Prévu pour une durée de 83 jours, le tournage n’en dure finalement que 77. Si les studios craignent un dépassement vertigineux de budget, in n’en est finalement rien. Coppola a réussi à contenir les cachets et à livrer le film dans les temps. Devant les exigences du réalisateur et son inflexibilité, les studios l’ont marqué à la culotte mais les résultats sont là. Le film est livré, le public et les critiques sont unanimes. Le Parrain est un succès phénoménal.
Le film
La scène du début est mythique. Bonasera présente à Vito Corleone une requête que le parrain ne peut refuser. Sa fille se marie et la tradition exige qu’il lui rende le service demandé. Pendant qu’il caresse nonchalamment un chat blanc (ajouté à la scène au dernier moment par un Coppola en état de grâce, le chat fut trouvé dans la rue), le parrain acquiesce mais demande allégeance. Le service coutera un autre service en retour. L’atmosphère est sombre et oppressante, Marlon Brando pose les jalons de son personnage avec brio. Quand le personnage sort de son bureau pour assister au mariage de sa fille, l’atmosphère est à la fête, à l’allégresse. Et pourtant une tension palpable rode sur l’évènement, le film commence tambour battant et les affaires de la famille ne cesseront de connaitre des obstacles.
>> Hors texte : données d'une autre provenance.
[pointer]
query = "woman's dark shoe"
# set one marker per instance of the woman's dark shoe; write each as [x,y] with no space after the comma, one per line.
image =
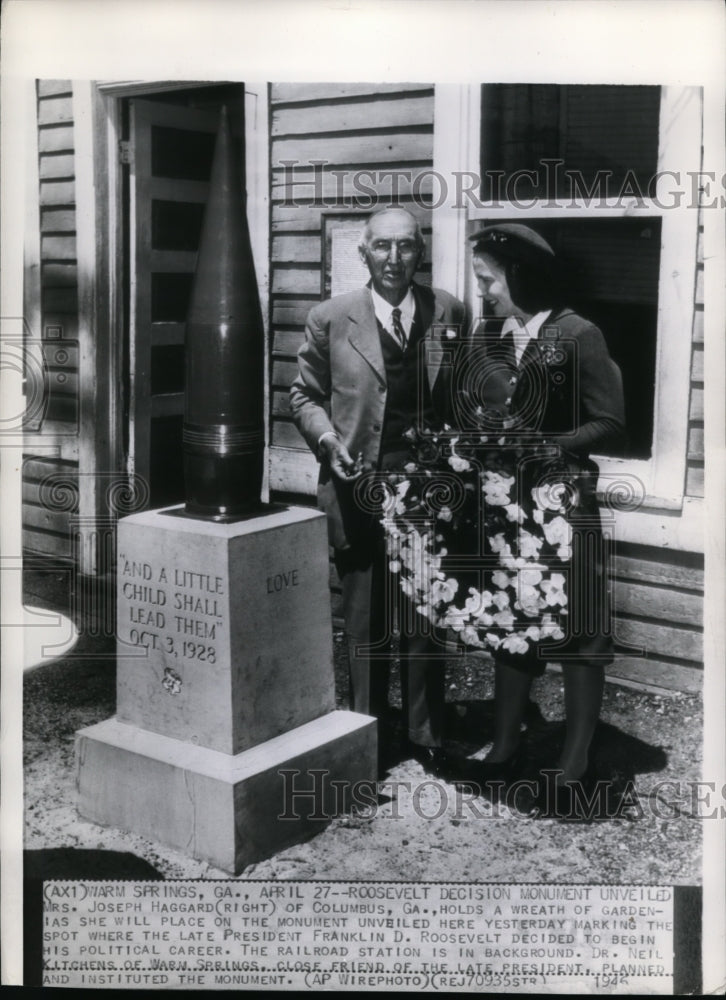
[490,777]
[434,760]
[501,770]
[580,800]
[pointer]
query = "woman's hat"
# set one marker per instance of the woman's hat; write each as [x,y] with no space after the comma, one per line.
[513,241]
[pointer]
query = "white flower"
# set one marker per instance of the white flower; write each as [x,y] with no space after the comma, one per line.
[529,545]
[558,532]
[530,577]
[473,605]
[505,619]
[501,600]
[500,579]
[515,513]
[549,497]
[459,464]
[554,590]
[470,636]
[529,599]
[499,543]
[444,590]
[454,618]
[496,488]
[550,629]
[515,644]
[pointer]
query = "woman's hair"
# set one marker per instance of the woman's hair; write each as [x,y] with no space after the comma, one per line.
[529,264]
[533,286]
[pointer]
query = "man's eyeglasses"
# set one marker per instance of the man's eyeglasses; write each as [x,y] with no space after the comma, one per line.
[406,248]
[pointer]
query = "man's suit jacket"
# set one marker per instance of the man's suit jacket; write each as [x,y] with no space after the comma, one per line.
[341,386]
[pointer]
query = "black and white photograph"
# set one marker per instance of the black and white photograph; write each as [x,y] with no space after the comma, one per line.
[363,463]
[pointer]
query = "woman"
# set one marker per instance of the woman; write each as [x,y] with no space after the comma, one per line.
[550,381]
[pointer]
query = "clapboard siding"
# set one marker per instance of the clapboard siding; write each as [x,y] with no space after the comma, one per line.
[50,497]
[47,514]
[321,134]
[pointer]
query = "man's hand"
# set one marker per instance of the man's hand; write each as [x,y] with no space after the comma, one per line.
[339,459]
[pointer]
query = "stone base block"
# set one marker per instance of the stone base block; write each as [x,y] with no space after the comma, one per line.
[224,636]
[229,810]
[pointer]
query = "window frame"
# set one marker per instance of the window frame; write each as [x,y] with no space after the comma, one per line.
[457,128]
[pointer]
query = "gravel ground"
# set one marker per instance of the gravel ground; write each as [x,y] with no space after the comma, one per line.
[426,832]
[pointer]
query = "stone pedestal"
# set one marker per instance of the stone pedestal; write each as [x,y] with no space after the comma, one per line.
[225,689]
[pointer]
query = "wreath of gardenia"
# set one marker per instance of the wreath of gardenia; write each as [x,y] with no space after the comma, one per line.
[433,507]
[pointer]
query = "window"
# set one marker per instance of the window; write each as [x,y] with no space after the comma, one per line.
[605,173]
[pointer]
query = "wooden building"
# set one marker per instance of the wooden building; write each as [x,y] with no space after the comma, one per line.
[117,186]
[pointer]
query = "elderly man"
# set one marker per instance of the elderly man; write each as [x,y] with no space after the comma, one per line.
[368,370]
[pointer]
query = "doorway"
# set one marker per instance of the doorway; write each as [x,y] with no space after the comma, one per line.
[167,151]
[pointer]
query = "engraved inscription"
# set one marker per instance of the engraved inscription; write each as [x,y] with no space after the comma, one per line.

Vito Corleone est un homme sensé mais impitoyable comme le montre le voyage de Tom Hagen chez un producteur hollywoodien… scène mythique quand ce producteur se réveille avec une surprise sous ses draps. Je n’en dis pas plus. Pendant que les affaires roulent, le personnage de Michael fait son entrée. Il refuse de suivre la voie familiale et semble tourmenté, en colère, comme s’il pressentait qu’il n’aura finalement pas le choix de son destin. Le film lui donnera raison. Et il se révélera aussi impitoyable que son père, transformant son personnage en héros tragique shakespearien. Il veut une vie différente et pourtant il marchera dans les pas de ce père admiré. Ni Sonny l’impulsif ni Fredo le faible ne pourront rivaliser avec son inflexibilité.
Quand Michael s’en retourne dans la Sicile familiale, Coppola laisse espérer un apaisement. Mais la tragédie colle aux pas du personnage harcelé par le destin. Rien n’empêchera son retour aux Etats-Unis et la reprise en main des affaires. La voix et le regard se font pensifs, comme s’il était constamment sur le qui vive. La confiance devient un luxe pour un personnage destiné à reprendre les rênes de la famille. Règlements de comptes et mises au pas s’enchainent dans un déroulement vertigineux. Les scènes de violence s’enchainent pour une victoire totale. Le Parrain 2 confirmera ses choix dramatiques. Il choisit la famille, coute que coute, sans pitié pour ceux qui se mettent au travers de sa route.
La légende
Les films modernes ne cessent de rendre hommage au film de Coppola. C’est Mafia Blues qui reprend la scène de l’attentat sur Vito Corleone, même les Simpson ont inséré des scènes qui rappellent furieusement les 2 Parrains de Coppola. Le film apparait régulièrement dans les listes des meilleurs films de tous les temps éditées par les magazines, les corporations professionnelles et les sites Internet. Le Parrain est rentré dans la légende et chaque cinéphile digne de ce nom se doit d’avoir vu et revu les épisodes de la trilogie. De quoi faire rentrer cette oeuvre dans la postérité, pour toujours.